Up Next: The Cubs head to St. Louis and I head to Myrtle Beach for a vacation. I fully anticipate getting all three of the final H&G pieces for the year done on normal schedule. But if life takes an odd turn, you heard it here first. Relatedly, I will not have the customary end-of-the-year look at the final H&G standings right away. It will probably come out somewhere around a week after the end of the season. It will, of course, depend on the happenings with the playoffs and my schedule. But please stay tuned for it. I’ll bring you the full list of all of the players who accumulated H&G points this year. The list is massive (and there is still an outside chance of one or two more). I’ll also list the highest and lowest WPA game scores of the year.

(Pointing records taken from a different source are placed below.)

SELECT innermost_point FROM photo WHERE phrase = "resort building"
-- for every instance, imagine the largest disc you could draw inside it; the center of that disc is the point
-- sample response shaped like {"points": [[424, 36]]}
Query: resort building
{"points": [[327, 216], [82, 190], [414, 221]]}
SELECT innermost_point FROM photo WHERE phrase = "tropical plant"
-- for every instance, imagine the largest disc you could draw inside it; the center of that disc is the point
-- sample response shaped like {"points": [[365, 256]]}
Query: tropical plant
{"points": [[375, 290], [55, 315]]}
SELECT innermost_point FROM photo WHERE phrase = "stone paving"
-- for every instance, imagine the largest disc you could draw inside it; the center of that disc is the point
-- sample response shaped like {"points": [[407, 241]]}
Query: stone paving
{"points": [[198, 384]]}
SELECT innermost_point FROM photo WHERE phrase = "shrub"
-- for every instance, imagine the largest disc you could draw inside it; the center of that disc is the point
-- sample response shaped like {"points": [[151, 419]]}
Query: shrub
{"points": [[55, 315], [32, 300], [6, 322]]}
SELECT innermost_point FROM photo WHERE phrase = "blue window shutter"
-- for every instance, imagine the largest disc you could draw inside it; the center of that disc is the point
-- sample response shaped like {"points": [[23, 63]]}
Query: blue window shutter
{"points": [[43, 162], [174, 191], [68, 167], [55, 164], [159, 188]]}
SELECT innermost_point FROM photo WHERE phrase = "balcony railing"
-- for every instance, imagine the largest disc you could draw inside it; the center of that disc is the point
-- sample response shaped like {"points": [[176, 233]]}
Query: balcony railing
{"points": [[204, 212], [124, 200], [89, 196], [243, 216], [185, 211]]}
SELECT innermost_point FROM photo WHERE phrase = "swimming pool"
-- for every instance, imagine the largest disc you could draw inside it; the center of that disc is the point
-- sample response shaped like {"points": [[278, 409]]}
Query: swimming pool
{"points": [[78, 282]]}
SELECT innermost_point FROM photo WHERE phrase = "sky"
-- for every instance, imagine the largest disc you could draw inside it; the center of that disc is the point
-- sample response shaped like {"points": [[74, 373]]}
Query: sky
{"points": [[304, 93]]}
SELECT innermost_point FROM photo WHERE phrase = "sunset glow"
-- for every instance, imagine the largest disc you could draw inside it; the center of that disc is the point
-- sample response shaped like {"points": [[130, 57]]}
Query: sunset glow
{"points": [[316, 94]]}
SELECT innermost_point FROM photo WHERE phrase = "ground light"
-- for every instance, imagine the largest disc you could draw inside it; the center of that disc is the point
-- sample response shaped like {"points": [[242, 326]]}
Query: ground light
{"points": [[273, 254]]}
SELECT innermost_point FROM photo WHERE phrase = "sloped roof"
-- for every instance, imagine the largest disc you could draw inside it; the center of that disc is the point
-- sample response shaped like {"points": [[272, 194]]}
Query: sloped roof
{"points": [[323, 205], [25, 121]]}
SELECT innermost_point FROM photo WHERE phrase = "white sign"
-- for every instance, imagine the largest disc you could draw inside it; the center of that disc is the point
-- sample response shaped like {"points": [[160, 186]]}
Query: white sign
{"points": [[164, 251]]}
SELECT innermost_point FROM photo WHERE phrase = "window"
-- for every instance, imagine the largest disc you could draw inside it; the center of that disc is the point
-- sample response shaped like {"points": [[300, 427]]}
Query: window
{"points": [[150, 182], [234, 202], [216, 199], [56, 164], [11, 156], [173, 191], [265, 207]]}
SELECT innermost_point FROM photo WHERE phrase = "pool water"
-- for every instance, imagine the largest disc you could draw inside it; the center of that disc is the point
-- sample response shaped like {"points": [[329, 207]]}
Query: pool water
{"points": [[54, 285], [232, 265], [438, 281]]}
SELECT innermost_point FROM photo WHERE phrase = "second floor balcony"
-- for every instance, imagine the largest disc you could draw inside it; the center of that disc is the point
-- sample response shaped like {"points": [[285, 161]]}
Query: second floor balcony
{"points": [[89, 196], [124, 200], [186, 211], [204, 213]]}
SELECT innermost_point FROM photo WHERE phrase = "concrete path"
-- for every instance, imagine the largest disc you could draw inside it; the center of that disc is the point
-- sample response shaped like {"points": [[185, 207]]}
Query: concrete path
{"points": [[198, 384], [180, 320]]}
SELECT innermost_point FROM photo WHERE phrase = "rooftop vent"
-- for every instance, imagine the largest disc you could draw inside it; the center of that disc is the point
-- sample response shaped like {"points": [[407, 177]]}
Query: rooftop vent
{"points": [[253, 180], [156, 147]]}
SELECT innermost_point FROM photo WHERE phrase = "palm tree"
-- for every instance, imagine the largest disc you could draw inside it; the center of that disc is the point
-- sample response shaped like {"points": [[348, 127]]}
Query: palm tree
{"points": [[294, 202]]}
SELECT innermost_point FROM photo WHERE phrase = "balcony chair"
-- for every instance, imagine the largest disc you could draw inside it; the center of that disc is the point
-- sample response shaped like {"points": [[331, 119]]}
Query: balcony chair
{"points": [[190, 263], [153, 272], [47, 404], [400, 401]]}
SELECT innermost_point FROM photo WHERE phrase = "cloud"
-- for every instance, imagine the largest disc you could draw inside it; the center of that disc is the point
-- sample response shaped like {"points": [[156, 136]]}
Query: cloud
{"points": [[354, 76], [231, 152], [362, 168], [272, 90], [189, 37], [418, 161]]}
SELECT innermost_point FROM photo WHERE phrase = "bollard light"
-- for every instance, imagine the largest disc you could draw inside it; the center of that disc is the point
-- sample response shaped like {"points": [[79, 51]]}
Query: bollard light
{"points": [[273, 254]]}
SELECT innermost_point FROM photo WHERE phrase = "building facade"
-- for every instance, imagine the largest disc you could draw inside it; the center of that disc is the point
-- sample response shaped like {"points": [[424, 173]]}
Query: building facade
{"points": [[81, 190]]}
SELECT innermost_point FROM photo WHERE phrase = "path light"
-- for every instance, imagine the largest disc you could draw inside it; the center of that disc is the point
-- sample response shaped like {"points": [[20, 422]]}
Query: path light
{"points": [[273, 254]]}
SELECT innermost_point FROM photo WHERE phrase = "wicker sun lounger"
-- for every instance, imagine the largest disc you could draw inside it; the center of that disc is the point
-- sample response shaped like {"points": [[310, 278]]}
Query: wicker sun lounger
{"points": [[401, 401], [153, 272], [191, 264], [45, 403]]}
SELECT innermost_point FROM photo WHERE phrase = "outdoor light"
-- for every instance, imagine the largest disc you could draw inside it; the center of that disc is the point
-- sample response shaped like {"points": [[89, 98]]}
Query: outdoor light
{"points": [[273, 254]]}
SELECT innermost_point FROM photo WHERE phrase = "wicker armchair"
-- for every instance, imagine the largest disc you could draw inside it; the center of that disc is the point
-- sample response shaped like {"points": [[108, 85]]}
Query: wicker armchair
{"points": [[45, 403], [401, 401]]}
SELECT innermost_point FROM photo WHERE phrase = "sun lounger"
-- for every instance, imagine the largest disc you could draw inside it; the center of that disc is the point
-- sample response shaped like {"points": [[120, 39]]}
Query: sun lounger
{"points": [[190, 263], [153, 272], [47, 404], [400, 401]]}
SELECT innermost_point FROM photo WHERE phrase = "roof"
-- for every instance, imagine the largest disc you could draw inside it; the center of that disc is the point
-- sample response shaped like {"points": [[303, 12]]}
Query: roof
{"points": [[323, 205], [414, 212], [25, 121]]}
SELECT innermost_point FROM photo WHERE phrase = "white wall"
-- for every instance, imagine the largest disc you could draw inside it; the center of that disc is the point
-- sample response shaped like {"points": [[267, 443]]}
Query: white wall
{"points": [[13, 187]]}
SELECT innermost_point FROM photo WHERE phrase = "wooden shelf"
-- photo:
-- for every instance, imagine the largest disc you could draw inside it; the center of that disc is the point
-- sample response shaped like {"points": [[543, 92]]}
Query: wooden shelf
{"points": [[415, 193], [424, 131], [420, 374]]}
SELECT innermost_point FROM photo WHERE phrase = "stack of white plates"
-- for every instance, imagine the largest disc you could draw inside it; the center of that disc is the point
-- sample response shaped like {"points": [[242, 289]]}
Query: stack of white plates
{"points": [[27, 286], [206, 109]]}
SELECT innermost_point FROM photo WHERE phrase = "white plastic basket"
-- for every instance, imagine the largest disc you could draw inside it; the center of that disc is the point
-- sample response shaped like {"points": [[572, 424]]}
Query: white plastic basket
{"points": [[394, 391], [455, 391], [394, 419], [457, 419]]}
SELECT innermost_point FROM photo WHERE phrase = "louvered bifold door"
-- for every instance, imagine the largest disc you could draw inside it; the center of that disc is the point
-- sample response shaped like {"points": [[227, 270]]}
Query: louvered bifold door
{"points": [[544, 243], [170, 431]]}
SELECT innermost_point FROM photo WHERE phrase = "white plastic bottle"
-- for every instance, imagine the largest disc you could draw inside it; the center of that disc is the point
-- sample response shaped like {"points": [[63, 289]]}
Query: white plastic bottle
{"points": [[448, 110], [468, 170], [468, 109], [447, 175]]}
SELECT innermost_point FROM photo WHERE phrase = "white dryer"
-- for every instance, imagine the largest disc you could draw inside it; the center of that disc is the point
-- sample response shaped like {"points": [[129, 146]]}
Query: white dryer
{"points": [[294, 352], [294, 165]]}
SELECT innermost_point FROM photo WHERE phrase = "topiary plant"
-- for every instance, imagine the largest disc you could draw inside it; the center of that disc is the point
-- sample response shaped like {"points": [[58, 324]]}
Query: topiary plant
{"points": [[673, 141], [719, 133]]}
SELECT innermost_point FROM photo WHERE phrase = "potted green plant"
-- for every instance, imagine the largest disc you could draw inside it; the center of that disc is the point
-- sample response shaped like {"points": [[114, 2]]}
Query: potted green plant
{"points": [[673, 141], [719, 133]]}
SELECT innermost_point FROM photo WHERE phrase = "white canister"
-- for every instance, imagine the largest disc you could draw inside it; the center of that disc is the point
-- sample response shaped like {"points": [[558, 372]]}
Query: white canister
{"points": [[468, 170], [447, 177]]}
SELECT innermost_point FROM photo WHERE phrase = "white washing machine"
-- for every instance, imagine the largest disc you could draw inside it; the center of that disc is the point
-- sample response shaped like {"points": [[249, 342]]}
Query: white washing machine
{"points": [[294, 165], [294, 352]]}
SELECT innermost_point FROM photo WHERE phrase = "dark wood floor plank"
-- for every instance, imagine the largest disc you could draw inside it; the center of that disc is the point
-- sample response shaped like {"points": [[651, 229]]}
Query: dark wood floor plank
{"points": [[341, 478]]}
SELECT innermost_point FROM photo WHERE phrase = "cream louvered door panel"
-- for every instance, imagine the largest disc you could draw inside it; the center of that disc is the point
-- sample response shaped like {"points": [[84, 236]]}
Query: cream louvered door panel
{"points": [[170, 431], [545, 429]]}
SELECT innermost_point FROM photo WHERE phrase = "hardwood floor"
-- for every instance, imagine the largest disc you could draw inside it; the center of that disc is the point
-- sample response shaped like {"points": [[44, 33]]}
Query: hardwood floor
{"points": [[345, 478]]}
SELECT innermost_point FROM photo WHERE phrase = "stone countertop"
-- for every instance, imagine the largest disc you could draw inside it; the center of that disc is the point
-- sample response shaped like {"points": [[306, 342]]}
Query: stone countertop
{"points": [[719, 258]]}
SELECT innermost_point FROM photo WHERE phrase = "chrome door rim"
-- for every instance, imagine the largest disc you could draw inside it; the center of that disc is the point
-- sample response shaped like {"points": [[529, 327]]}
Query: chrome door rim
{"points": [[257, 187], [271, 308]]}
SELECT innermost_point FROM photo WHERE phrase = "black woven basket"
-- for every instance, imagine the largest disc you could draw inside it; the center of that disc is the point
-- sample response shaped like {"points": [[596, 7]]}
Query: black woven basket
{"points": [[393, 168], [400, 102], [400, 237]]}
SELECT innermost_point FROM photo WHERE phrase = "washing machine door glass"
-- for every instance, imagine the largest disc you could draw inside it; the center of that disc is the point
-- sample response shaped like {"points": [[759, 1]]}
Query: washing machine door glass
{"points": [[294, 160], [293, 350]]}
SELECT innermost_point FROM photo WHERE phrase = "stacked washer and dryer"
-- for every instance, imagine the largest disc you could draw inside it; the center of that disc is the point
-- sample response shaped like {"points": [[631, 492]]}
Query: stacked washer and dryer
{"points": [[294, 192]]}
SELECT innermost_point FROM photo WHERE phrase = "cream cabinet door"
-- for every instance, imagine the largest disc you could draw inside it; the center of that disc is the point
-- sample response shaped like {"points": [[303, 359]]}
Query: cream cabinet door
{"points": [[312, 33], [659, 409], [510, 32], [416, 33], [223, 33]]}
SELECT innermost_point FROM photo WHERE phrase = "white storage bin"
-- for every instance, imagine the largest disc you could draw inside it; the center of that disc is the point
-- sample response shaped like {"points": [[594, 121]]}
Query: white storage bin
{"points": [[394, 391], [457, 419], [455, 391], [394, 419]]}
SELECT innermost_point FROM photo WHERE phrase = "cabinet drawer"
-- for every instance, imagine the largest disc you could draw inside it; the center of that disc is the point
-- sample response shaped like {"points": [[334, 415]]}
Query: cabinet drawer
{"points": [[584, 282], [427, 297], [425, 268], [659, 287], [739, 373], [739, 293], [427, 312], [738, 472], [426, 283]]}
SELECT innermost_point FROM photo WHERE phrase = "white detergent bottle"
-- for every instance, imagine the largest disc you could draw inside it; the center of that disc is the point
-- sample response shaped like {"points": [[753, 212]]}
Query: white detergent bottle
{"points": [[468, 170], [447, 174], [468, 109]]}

As for the game Friday in St. Louis, as I write, mlb.com still had TBD for the Cubs starting pitcher. CBS Sports seems inclined to believe that Adbert Alzolay will make the start. If that is the case, it’ll be interesting to see if that is Alzolay getting a “start” and being allowed to go several innings into the game if performance allows, or a relief appearance. Perhaps throwing an inning or two. He did work 3⅔ innings the last time out. So he’s still somewhat stretched out. I could make an argument for either. The still red hot Cardinals will start Dakota Hudson (1-0, 4.91). Hudson made 32 starts for the Cardinals in 2019, but is making just his second appearance of 2021 after Tommy John surgery last year.